Credit Repair

Your personal Mortgage Banker can help.

Analyzing your credit

If your less-than-perfect credit score is holding you back from applying for a mortgage, don’t let that keep you from contacting an Atlantic Bay Mortgage Banker. We can help you analyze a computerized report, available through the mortgage software used at Atlantic Bay, that will identify the areas of your credit history that need improvement. We can then suggest a plan of action to get you back on track as soon as possible, without enlisting the help of a credit repair service. It also helps to know what it is that mortgage company underwriters look for once you’ve submitted a mortgage application.

The Three Cs: Collateral, Capacity, and Credit

Underwriting is the process of providing an approval or denial of funding to potential home buyers, based on factors such as credit, employment, assets, etc., and matches approved risks with appropriate rates, terms and loan amounts.

When your loan is submitted Atlantic May Mortgage Group for underwriting, it goes directly into the hands of one of our local underwriters whose job is to determine your “credit-worthiness” or your ability to repay the loan. Here are a few of the items that are considered when underwriting your loan.

The Property

The property is the lender’s “collateral” for the loan.
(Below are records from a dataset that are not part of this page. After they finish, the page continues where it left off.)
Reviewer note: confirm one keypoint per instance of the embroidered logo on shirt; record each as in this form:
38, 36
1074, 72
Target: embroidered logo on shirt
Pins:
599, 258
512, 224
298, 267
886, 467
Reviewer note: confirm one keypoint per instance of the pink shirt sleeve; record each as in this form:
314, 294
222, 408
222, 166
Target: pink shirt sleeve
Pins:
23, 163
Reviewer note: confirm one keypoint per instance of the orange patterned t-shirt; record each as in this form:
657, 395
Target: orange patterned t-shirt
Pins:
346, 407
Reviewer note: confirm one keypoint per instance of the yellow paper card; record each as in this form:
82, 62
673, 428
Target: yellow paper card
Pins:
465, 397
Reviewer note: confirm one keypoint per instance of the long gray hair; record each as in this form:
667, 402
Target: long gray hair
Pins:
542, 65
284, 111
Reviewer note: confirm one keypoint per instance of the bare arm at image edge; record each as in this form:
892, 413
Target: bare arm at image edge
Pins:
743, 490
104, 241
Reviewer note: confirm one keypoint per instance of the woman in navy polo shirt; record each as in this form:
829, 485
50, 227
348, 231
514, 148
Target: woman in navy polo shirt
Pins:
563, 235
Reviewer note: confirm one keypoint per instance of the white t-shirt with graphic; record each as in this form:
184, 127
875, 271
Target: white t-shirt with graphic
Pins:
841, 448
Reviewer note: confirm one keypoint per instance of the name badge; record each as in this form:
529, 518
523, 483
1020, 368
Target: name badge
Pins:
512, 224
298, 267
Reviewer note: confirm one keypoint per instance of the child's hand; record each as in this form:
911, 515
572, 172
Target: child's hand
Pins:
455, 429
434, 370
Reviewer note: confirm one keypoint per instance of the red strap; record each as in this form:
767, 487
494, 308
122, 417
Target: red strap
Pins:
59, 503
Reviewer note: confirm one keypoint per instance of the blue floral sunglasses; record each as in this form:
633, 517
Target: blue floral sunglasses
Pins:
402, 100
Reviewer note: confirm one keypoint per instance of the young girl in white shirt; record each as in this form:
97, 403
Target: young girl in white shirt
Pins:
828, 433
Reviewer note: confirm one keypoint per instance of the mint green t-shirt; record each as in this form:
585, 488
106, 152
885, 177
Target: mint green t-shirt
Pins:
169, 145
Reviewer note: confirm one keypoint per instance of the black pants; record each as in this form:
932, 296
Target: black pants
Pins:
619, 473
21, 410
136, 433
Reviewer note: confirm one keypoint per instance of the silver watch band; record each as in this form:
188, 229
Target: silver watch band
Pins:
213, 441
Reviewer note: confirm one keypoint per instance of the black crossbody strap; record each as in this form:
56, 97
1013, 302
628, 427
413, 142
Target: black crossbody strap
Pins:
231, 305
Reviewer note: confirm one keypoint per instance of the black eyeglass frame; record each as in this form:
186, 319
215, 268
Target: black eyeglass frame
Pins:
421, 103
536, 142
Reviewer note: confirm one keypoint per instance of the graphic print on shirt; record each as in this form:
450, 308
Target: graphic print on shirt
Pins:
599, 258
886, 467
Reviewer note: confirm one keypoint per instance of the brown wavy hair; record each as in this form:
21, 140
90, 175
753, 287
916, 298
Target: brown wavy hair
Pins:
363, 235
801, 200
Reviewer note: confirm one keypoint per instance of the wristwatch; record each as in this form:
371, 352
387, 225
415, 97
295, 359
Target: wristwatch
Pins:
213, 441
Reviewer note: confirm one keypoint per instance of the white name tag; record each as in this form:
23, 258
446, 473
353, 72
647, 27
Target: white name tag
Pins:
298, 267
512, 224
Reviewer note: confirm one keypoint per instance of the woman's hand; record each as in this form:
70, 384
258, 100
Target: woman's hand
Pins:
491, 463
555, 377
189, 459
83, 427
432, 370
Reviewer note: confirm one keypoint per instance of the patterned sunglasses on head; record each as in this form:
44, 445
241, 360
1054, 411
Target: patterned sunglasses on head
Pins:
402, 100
The value, marketability and

condition of the property are extremely important. The underwriter looks at the

appraisal for this information.

Your Income

The underwriter looks carefully at your ability to repay the loan. Your job stability

and gross income (in relation to your expenses) is critical in this regard. Most income must be verified as having been received for the most recent two years to be used for qualifying purposes.

Your Employment History

A stable history of employment in the same line of work is considered ideal. “Job-hopping” is not looked upon favorably because it may lead to unstable income.

However, if you have switched jobs within the same line of work for advancement in that field, there should be no problem.

Your Assets

The money you have available for a down payment, closing costs, cash reserves (money left over after closing), and other liquid assets is your net worth. You must demonstrate your ability to save money and manage your financial affairs. We must verify the “source of funds” or where the money for the down payment and closing costs came from. Once you’ve applied, never move money around (pay off bills, get a gift, etc.) without first consulting with your mortgage consultant.

Your Credit History

Your credit score is a factor that will be considered by the lender when they look at your loan application. They want to know what your credit history is, and whether you have the ability to pay back the loan you are asking for. In short, good credit translates into lower rates for the home buyer and represents less risk to the lender. Credit scores can range between a low score of 350 and a high of 850. The higher the client’s score is, the less likely they are to default on their loan.

Your Debts

The amount of debt you have affects your ability to repay the loan. Excessive use of credit will not be looked upon favorably. These factors affect the final loan decision.